John McKay. As MPs exited the House of Commons chamber after the crushing defeat of the motion to study Canada’s definition of a human being, I was struck by the sombre atmosphere. Usually MPs are quite chatty and boisterous after votes, as they head off to various receptions, meetings, etc.; not so that Wednesday night. It was as if someone had died. In fact, I said to a colleague it was like exiting a funeral. Conversation was muted. The shrillness that characterized the debate was silenced.
The motion was really nothing more than a carefully worded and quite innocuous attempt to fill a legal void left by the Morgentaler decision. The Supreme Court had anticipated that its decision would unbalance the law and the various rights claims, and therefore specifically asked Parliament to respond.
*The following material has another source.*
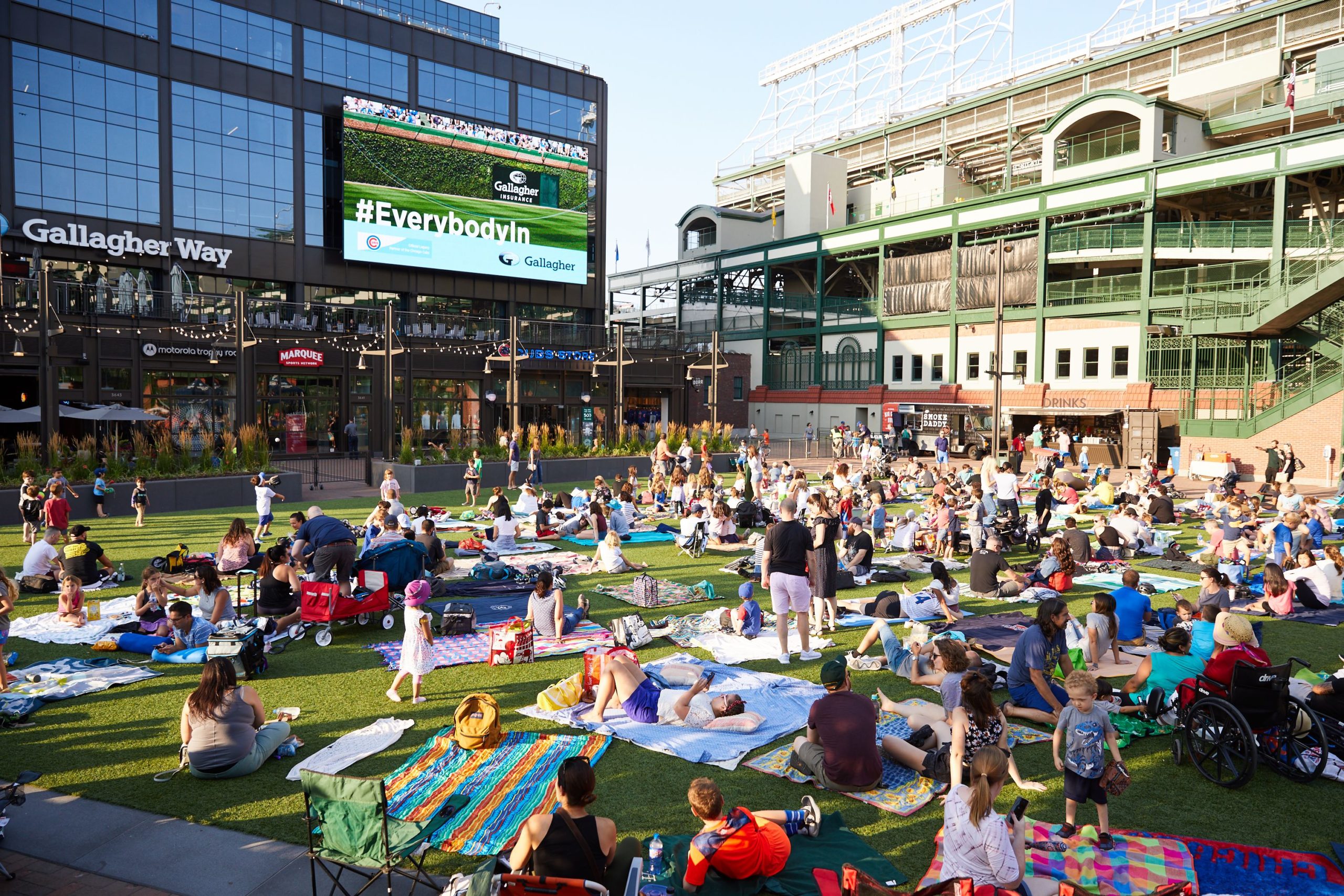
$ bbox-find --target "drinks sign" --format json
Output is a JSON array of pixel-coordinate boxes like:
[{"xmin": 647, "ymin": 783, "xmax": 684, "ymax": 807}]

But the rhetoric over the motion was amped up so much that it became a litmus test for one’s position on abortion rather than a discussion on when life should be recognized in law.
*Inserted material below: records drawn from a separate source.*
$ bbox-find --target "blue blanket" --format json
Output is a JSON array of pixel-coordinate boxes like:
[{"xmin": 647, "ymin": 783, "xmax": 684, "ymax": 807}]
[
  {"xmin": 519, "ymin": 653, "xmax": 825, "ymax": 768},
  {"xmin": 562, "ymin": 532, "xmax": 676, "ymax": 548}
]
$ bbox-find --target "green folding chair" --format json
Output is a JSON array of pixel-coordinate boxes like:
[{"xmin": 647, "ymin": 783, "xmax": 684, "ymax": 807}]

The presumption underlying civilized debate is that it be “civilized.” Harangues and mischaracterization of positions make civility almost impossible. I realize that this is the daily fare of our current Parliament, so I suppose one should not be surprised when Parliament proves itself to be incapable of rational decision making — even when handed an issue by the courts.
But let there be no mistake. This issue will be decided. It’s just that it will now be decided by someone else. Since Parliament has decisively removed itself from the debate, other institutions and people will fill the void in a less democratic, open, public and transparent forum.
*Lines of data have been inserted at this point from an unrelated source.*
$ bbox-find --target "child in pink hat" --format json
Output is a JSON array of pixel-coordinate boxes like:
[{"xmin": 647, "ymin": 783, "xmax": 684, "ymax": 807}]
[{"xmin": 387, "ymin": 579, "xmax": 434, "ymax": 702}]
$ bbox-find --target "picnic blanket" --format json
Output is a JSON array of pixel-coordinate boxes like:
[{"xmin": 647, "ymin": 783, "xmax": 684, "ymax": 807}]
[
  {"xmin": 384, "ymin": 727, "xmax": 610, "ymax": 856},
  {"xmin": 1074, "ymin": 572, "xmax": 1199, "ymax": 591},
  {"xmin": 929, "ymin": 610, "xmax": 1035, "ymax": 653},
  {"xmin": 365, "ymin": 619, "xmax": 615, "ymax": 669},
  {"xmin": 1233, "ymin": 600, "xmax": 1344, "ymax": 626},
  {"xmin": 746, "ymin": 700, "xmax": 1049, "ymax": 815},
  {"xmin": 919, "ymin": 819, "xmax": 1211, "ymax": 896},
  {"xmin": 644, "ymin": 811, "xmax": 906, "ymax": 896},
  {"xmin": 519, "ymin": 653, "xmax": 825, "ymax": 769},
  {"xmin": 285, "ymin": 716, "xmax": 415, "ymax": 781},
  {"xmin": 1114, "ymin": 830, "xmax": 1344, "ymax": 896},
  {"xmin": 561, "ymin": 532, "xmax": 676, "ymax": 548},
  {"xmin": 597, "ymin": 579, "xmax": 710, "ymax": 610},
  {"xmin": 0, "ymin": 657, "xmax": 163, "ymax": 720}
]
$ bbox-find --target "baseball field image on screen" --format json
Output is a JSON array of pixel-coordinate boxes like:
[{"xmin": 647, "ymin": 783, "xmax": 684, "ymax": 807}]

The current state of the law is untenable. Physicians cannot be expected to abide by the contradictory directives to both provide abortions on demand for any reason at any time, and to personally refuse to do so in the last trimester. If an expectant mother is abusing herself and therefore her fetus with alcohol or drugs, how can a physician invoke the doctrine of “what’s in the best interests of the child?” when in the eyes of the law, there is no child to protect? The fetus is not recognized as a legal entity. How can the law or Parliament have anything to say about the odious practice of sex selection if the entity that’s being selected (or not) has no legal status?
The Supreme Court has now announced that it will hear an appeal on when a fetus is legally considered a human being. The question will necessarily be decided on a limited fact situation, which may or may not have wider precedential value. Regardless, it will be a piecemeal response likely to satisfy no one. In contrast, a parliamentary committee would have been able to hear a breadth and depth of evidence, which no court can possibly entertain.
Last week another motion was tabled in Parliament, this one on the practice of sex-selection. If the debate runs true to form, each side will vilify the other and MPs will duck and head for the exits, not wanting to get caught in the crossfire or worse still, be struck by friendly fire from their own partisans.
Parliament was asked to speak on when life begins, and it refused. Maybe at some level the sombre atmosphere exiting the Chamber reflected more than merely friends and colleagues being at odds with each other. Maybe it reflected MPs’ realization that they had just taken themselves out of a very important game.
John McKay, Special to National Post
Oct 15, 2012
John McKay is the Liberal member of Parliament for Scarborough-Guildwood.